FeaturesData
class FeaturesData(num_feature_data=None,
cat_feature_data=None,
num_feature_names=None,
cat_feature_names=None)
Purpose
Allows to optimally store the feature data for further passing to the Pool constructor. The creation of pools from this representation is much faster than from generic numpy.ndarray, pandas.DataFrame or pandas.Series if the dataset contains both numerical and categorical features, most of which are numerical. Pass numpy.ndarray with numpy.float32 dtype to get similar performance with datasets that contain only numerical features.
Warning
FeaturesData makes no checks at all to the input data. Use it only if there is confidence that everything is being done correctly, and it is preferable to avoid spending additional time on checks. Otherwise, pass the input dataset and target variables directly to the Pool class.
Parameters
num_feature_data
Description
Numerical features for all objects from the dataset in the form of numpy.ndarray of shape (object_count x num_feature_count)
with dtype numpy.float32
.
Possible types
numpy.ndarray
Default value
None (the dataset does not contain numerical features)
cat_feature_data
Description
Categorical features for all objects from the dataset in the form of numpy.ndarray of shape (object_count x cat_feature_count)
with dtype object
.
The elements must be of bytes type and should contain UTF-8 encoded strings.

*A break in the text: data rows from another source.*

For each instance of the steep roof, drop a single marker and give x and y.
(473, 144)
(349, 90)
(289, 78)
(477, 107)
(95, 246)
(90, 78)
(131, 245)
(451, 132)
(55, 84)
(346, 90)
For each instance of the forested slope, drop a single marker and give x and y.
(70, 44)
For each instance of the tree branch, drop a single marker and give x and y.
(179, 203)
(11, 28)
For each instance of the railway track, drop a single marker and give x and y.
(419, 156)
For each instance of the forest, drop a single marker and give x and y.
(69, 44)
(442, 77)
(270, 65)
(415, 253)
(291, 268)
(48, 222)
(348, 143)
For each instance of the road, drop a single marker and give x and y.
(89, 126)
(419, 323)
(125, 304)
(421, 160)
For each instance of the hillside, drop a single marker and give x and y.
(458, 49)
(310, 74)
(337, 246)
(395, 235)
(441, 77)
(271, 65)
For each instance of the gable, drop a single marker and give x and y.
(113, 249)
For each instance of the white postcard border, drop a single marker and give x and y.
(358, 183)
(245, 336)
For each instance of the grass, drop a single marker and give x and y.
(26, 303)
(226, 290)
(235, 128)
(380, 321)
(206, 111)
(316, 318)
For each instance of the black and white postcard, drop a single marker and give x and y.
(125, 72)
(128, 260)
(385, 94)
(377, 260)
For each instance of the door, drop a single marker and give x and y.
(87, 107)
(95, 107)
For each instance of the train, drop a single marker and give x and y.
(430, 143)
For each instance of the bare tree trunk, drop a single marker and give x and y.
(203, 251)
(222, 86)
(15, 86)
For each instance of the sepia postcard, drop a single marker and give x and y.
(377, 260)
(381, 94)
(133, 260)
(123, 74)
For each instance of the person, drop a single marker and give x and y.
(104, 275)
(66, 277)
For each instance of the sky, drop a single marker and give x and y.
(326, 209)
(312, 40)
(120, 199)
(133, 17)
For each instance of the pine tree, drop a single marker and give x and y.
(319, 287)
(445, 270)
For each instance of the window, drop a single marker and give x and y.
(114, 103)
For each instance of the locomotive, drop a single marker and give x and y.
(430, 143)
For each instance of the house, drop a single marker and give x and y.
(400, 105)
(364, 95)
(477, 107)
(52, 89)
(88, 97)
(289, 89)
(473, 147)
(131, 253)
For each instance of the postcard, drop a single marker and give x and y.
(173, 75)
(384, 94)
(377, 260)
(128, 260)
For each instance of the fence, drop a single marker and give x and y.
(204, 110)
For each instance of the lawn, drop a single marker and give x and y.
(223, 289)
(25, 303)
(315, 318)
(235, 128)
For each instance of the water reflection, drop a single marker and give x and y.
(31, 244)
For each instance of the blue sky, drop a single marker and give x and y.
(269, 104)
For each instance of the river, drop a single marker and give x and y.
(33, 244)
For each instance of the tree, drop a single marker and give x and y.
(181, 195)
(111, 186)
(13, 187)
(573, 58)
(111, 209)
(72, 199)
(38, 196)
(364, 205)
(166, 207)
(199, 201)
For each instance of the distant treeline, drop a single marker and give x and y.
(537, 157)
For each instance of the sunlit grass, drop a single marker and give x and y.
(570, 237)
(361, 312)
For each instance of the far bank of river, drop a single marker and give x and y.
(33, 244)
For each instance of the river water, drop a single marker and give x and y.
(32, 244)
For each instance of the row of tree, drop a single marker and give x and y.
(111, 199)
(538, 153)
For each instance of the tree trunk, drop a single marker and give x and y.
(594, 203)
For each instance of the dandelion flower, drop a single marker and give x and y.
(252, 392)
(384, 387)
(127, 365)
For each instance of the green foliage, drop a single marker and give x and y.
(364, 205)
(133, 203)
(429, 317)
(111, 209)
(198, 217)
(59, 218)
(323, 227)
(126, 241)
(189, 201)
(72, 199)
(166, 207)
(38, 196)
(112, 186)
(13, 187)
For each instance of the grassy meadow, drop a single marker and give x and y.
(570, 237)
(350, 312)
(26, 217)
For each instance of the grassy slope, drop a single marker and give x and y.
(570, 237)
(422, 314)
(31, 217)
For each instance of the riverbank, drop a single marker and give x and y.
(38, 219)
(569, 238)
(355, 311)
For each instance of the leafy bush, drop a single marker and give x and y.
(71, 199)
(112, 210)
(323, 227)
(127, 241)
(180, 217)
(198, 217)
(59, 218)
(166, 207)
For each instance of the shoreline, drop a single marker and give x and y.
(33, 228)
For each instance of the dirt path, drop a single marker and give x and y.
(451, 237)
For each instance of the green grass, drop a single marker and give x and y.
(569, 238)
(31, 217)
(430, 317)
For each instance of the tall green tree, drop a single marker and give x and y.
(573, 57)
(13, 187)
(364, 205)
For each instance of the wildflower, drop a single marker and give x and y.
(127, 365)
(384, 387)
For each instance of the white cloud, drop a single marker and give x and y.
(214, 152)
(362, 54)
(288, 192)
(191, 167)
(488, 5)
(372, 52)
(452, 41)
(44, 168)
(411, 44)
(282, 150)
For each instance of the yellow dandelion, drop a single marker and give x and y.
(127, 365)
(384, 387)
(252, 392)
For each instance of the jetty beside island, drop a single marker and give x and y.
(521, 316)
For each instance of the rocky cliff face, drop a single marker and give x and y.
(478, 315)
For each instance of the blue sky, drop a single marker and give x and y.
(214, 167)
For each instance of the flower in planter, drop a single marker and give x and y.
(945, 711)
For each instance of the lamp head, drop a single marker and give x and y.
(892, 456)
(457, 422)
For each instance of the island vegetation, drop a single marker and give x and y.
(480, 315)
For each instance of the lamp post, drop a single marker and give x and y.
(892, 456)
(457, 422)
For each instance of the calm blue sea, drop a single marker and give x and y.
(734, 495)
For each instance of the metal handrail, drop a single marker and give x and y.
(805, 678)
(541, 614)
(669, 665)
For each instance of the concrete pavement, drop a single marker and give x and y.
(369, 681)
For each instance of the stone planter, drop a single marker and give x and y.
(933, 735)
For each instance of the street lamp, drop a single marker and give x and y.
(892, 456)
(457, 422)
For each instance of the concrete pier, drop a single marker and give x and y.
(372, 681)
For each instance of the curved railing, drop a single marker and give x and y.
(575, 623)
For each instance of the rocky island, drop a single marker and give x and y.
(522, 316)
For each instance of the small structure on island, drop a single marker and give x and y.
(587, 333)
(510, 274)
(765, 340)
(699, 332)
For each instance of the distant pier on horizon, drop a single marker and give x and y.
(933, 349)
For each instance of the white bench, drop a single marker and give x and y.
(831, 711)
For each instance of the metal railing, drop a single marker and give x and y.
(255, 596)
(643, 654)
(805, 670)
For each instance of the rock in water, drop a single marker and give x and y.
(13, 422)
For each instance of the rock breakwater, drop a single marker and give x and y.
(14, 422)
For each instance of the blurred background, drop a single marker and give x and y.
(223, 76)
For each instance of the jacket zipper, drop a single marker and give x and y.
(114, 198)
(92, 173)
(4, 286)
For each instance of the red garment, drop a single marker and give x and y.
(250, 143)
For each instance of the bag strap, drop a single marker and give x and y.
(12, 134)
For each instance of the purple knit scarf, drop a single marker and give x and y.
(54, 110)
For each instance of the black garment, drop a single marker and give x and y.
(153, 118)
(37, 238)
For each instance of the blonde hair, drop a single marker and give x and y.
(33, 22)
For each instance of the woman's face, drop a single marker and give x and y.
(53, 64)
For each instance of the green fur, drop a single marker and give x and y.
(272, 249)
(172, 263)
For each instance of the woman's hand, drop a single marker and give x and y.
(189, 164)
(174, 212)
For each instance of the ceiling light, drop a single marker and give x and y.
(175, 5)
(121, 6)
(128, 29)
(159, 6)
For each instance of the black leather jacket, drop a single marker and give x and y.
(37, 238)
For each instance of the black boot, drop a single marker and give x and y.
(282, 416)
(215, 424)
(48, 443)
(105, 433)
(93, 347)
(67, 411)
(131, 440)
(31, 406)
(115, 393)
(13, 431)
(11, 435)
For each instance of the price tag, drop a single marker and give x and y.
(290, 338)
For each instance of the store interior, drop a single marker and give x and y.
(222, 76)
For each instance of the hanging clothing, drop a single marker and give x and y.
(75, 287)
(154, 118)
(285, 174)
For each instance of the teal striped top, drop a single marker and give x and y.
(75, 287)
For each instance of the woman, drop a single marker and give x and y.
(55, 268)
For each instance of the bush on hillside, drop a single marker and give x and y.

Categorical features must be passed as strings, for example:
data=FeaturesData(cat_feature_data=np.array([['a','c'], ['b', 'c']], dtype=object))
Using other data types (for example, int32) raises an error.
Possible types
numpy.ndarray
Default value
None (the dataset does not contain categorical features)
num_feature_names
Description
The names of numerical features in the form of a sequence of strings or bytes.
If the string is represented by the bytes type, it must be UTF-8 encoded.
Possible types
-
list of strings
-
list of bytes
Default value
None (the num_feature_names
data attribute is set to a list of empty strings)
cat_feature_names
Description
The names of categorical features in the form of a sequence of strings or bytes.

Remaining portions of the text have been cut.